Target Energy Limited (ASX:TEX) announced that it has agreed terms with existing investor, Wyllie Group Pty Ltd. for a private placement of 60,000,000 unlisted convertible notes at AUD 0.05 per note for gross proceeds of AUD 3,000,000 on October 21, 2014. The notes will be issued at par value. The notes will mature on the earlier of March 31, 2017, the date that is 14 days after the settlement of the sale of all of the company's interest in the Fairway Project, or any earlier date on which the principal amount is required to be repaid in full. The notes will bear coupon at a fixed rate of 10% per annum payable semi-annually in arrears. Each note is convertible into one common share at the election of the investor. The notes are transferable but only to sophisticated or professional investors.

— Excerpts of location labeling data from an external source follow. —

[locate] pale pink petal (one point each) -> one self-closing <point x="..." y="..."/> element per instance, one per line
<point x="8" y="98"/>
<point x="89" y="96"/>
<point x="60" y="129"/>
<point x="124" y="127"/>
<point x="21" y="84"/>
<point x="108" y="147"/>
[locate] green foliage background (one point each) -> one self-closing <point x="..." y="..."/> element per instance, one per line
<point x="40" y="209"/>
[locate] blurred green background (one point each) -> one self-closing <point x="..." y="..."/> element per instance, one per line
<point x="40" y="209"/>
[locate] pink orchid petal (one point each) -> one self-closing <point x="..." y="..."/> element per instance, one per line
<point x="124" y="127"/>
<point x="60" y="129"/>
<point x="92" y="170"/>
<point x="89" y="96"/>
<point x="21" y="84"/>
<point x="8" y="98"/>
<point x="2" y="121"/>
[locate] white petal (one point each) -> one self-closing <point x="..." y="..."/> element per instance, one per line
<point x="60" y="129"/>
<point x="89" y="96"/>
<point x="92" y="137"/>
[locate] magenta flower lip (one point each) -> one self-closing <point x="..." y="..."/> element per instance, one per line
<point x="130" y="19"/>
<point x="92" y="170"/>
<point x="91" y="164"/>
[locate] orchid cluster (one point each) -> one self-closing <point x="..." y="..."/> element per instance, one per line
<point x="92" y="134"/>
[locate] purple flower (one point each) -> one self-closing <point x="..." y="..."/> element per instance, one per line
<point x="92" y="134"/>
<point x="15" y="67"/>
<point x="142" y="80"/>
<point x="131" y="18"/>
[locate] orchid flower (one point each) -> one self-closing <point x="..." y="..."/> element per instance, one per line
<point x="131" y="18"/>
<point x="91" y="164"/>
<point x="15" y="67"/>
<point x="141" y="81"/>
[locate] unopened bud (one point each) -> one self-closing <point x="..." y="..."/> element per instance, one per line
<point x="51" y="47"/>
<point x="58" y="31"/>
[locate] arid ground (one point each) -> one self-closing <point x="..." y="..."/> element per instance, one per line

The company may choose to redeem the notes by paying principal amount on all unconverted notes, all unpaid accrued interest and the overdue interest, and the maturity fees. The maturity fees is equal to higher of 10% per annum accrued interest on the face value of notes and the 0.5% of the pre-tax proceeds received by the company in relation to the sale of all the company's interest in the fairway project. The notes will be secured by a second-ranking security charge over the company's interest in the Fairway project. The transaction will be closed without obtaining shareholder approval and is subject to certain conditions. The transaction will be issued on October 23, 2014.

On November 21, 2014, the company announced that the transaction has been approved by the shareholders in the Annual General Meeting.

During the quarter ending December 31, 2014, Target Energy Limited closed the transaction.